13. Bush had to lie down briefly yesterday because he had an “upset stomach”, known to the rest of us as a “hang-over.”
14. China wants its money back on all those tainted vitamins and raisins it bought from us recently when it was briefly on a health jag. But now its back to chain smoking and eating Buffalo Wings…
15. Human rights groups say that the US has “disappeared” 39 people.
16. Banana Republicans: In Colombia, Chiquita Brands is getting sued by the families and friends of people killed by the rightwing paramilitary death squads sponsored by Chiquita. The suit says that ten employees of Chiquita and its Colombian subsidiary “knowingly aided and abetted the paramilitary forces” responsible for the 144 murders.
17. Stem Sold-Out: The House gave final Congressional approval to legislation aimed at easing restrictions on federal financing of embryonic stem cell research. The vote? 247 to 176…Not bad, but not enough to derail a presidential veto. (George, you might as well let it pass. It may provide a cure for Psychopathia Empirialis…)
18. Bush momentarily stunned his cohorts in Heiligendamm yesterday by announcing that he would consider the 50 percent cuts in emissions proposal – But it was just gas…
19. Honey I’m Home: In Iraq, while he was at work, carloads of attackers raided a police chief’s house, killed the chief’s wife, two brothers, eleven guards and then kidnapped three of the man’s adult children.
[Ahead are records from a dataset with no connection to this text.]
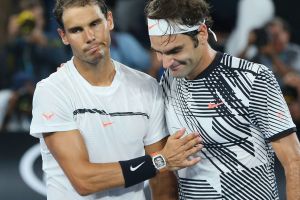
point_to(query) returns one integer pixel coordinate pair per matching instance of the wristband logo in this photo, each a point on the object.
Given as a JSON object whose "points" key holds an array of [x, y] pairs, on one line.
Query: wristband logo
{"points": [[135, 168]]}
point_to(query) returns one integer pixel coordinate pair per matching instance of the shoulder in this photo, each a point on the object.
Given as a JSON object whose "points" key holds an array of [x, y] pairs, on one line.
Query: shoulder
{"points": [[57, 81], [133, 76], [243, 65]]}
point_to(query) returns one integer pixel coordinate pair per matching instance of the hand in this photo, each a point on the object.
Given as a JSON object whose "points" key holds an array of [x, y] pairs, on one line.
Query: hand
{"points": [[178, 149]]}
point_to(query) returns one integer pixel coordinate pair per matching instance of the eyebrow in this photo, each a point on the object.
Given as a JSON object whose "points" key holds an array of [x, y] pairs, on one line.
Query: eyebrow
{"points": [[171, 51], [99, 20]]}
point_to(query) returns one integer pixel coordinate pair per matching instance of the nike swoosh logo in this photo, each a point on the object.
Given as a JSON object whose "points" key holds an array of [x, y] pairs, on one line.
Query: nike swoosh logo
{"points": [[214, 105], [151, 26], [135, 168], [48, 116]]}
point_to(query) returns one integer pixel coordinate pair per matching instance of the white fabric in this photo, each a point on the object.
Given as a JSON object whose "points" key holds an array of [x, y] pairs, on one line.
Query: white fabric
{"points": [[252, 14], [113, 121], [4, 99], [159, 27]]}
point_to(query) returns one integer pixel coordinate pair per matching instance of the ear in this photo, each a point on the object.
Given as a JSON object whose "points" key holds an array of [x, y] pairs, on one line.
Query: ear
{"points": [[110, 21], [63, 36], [203, 32]]}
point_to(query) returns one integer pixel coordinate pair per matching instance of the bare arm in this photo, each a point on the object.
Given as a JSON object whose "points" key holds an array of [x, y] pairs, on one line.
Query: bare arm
{"points": [[69, 149], [287, 150], [164, 184]]}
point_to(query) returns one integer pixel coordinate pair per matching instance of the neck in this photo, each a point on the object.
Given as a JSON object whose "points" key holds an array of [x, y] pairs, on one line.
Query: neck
{"points": [[99, 74], [206, 59]]}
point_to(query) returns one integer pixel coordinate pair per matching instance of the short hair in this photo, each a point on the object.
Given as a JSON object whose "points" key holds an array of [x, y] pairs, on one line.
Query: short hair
{"points": [[184, 12], [61, 5]]}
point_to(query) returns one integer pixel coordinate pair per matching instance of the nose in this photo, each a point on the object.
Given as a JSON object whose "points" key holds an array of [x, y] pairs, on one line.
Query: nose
{"points": [[166, 60], [89, 35]]}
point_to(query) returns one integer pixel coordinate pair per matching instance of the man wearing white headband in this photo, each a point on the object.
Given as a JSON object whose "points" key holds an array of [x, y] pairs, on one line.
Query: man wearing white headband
{"points": [[235, 105]]}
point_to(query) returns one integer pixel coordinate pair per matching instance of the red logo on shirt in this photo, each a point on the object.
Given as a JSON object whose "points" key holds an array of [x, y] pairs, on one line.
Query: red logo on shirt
{"points": [[48, 116]]}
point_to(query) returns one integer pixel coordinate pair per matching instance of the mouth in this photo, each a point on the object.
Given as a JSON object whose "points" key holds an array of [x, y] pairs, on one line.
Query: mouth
{"points": [[92, 49], [175, 67]]}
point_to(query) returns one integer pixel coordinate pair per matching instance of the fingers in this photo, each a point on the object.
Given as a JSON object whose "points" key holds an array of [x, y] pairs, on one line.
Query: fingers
{"points": [[191, 141], [192, 162]]}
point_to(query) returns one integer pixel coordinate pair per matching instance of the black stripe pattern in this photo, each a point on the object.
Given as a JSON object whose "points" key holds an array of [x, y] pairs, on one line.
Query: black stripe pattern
{"points": [[236, 106]]}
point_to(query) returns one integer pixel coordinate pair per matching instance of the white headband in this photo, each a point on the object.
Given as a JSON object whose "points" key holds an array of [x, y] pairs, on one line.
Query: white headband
{"points": [[160, 27]]}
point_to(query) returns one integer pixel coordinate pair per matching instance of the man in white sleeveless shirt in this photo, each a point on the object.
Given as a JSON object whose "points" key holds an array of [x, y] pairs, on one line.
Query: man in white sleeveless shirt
{"points": [[96, 119]]}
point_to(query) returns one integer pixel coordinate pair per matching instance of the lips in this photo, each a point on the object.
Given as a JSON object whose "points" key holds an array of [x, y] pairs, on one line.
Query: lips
{"points": [[92, 48], [175, 66]]}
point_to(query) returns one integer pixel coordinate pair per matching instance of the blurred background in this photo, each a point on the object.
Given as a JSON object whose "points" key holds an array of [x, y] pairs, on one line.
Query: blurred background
{"points": [[264, 31]]}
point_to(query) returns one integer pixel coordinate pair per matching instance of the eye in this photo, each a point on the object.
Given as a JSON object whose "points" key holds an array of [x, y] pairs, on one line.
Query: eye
{"points": [[75, 30], [95, 23]]}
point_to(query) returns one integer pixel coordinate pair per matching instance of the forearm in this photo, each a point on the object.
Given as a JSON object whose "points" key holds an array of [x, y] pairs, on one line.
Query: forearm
{"points": [[164, 186], [88, 178], [293, 181]]}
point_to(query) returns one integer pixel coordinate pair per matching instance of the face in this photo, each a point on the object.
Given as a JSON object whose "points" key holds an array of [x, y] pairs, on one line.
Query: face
{"points": [[178, 54], [87, 31]]}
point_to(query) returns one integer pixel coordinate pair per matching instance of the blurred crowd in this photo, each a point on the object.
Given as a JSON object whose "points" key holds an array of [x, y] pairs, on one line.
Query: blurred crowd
{"points": [[33, 50]]}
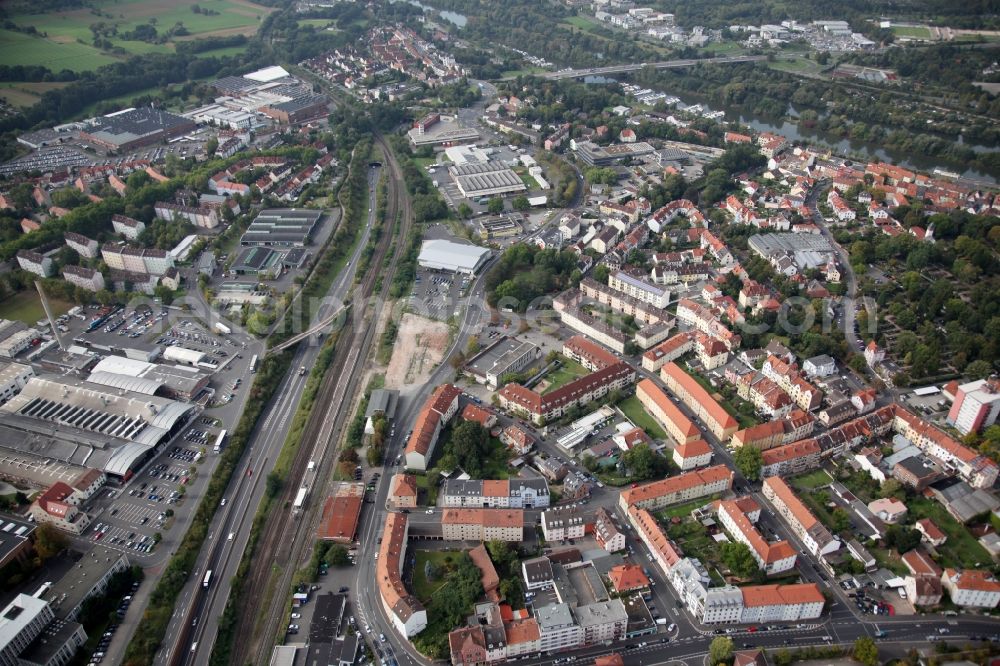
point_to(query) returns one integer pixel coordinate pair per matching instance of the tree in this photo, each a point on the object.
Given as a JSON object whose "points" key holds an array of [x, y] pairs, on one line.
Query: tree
{"points": [[739, 559], [748, 460], [49, 541], [841, 520], [865, 651], [720, 650], [338, 556]]}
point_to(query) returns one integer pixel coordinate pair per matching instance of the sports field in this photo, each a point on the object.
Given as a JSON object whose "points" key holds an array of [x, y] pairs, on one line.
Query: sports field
{"points": [[67, 41]]}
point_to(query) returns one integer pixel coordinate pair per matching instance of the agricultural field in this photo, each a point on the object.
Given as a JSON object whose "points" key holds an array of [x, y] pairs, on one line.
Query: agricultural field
{"points": [[56, 52], [67, 40], [25, 94]]}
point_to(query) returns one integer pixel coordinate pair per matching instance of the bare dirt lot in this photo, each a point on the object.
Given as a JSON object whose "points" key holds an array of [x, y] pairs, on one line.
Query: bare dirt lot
{"points": [[420, 347]]}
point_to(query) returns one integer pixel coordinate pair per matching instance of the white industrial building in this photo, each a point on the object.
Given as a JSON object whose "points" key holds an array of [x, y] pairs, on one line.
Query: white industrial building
{"points": [[446, 255]]}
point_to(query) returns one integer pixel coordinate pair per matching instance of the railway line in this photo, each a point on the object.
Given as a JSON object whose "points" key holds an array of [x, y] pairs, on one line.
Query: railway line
{"points": [[288, 541]]}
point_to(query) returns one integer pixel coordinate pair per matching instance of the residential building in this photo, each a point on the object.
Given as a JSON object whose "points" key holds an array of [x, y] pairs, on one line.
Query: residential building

20. It’s official! There really are secret detention centers in Europe. And here’s the beauty of it: They are, for the most part, in Poland and Romania, conveniently located near Bush’s proposed missile shield site. So protestors can plan ahead, have their mail forwarded and alert their lawyers…
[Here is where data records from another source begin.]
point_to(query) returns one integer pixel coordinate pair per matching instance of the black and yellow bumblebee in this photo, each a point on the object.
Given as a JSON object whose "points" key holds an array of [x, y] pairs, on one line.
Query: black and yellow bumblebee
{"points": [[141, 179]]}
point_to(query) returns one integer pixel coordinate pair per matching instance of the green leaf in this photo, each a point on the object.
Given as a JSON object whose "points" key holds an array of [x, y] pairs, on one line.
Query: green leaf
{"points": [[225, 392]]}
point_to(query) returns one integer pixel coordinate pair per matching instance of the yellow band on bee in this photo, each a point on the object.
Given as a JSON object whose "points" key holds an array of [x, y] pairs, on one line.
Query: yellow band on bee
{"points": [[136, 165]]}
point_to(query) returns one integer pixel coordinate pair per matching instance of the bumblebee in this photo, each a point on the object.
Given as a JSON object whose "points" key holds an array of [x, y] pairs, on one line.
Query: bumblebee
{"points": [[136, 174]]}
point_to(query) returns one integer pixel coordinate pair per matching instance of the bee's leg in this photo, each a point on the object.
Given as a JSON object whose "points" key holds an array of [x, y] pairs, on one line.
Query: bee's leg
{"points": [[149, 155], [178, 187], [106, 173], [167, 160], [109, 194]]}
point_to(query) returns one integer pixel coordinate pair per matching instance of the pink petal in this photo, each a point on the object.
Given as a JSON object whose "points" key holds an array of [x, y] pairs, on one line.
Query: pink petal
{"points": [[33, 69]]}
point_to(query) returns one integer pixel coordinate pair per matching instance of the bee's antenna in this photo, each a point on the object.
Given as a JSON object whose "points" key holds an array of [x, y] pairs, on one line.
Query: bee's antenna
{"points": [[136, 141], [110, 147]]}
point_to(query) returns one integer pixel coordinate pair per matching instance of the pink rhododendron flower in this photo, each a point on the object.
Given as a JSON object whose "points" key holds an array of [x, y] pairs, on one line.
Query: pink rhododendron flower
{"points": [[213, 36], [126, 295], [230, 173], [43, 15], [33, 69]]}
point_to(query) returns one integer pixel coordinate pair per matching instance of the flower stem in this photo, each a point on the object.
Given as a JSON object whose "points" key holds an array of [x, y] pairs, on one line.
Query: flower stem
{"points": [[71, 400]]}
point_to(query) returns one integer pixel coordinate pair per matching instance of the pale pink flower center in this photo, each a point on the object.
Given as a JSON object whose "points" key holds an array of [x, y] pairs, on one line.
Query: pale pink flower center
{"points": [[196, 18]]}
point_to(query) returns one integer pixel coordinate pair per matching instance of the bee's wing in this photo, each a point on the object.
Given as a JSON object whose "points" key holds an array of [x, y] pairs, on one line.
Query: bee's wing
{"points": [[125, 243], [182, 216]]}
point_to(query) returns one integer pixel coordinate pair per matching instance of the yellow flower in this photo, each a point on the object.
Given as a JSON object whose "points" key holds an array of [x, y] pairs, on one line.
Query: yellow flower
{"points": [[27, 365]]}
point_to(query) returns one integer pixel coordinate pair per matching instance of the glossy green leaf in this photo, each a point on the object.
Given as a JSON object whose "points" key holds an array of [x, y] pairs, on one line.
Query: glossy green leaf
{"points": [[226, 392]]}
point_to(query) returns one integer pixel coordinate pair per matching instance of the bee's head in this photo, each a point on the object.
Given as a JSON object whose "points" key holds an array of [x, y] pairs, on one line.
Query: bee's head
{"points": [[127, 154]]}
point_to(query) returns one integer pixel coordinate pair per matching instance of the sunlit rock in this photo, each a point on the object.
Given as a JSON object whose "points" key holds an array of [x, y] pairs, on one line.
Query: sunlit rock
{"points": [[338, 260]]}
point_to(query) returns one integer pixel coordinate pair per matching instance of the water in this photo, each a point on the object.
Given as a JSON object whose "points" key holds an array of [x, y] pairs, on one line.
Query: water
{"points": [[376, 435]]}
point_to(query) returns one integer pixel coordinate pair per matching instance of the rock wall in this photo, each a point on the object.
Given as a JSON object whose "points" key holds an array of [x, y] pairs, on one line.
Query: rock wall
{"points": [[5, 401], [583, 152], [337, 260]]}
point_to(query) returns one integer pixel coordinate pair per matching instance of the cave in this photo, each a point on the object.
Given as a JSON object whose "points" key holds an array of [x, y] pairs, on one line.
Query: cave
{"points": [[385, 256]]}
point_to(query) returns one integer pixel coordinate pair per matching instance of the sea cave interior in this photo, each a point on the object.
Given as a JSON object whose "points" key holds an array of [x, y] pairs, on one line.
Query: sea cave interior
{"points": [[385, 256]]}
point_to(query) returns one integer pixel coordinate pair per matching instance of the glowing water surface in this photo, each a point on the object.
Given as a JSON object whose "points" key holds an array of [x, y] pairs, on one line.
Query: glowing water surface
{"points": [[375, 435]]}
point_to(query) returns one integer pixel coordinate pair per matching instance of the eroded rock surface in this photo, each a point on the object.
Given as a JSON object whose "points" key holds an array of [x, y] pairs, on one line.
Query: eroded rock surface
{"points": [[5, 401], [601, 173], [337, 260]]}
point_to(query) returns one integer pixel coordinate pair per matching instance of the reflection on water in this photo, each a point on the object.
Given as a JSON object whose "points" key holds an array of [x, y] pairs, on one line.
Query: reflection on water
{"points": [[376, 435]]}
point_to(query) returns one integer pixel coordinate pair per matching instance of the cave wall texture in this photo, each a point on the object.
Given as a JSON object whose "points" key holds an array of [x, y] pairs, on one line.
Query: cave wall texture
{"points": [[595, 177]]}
21. US soldiers are still going about their business looting Iraqi antiquities….Fooled ya! US soldiers do not have the education to realize the value of the archaeological treasure they are surrounded by. What they are actually doing is bulldozing ancient cities and using the broken pieces to fill sand bags for gunner emplacements. At least with looters you can hope the material will eventually show up at Sotheby’s.
22. Hurry Up and Kuwait: Contractors! What are ya gonna do…The Department of Justice is investigating whether or not a Kuwaiti construction firm contracted to build the US Embassy in Iraq carried out human trafficking with its laborers. (The Americans hired Kuwaitis because they thought that Iraqis might be a security risk.
23. Striking Oil…Workers: The Iraqi government has threatened to use force against a strike by the Iraqi Federation of Oil Unions after striking workers shut down the pipelines earlier this week…Not like it was in the Bad Old Saddam Days, is it?
24. Turns out the idea to make people visiting Canada get passports was another bad egg laid by Homeland Security. The backlog of applications has brought the agency to its knees and forced irate travelers to not travel. …and it seemed like such a good idea at the time…
25. Syria and Israel are creeping ever-so slowly toward cataclysm.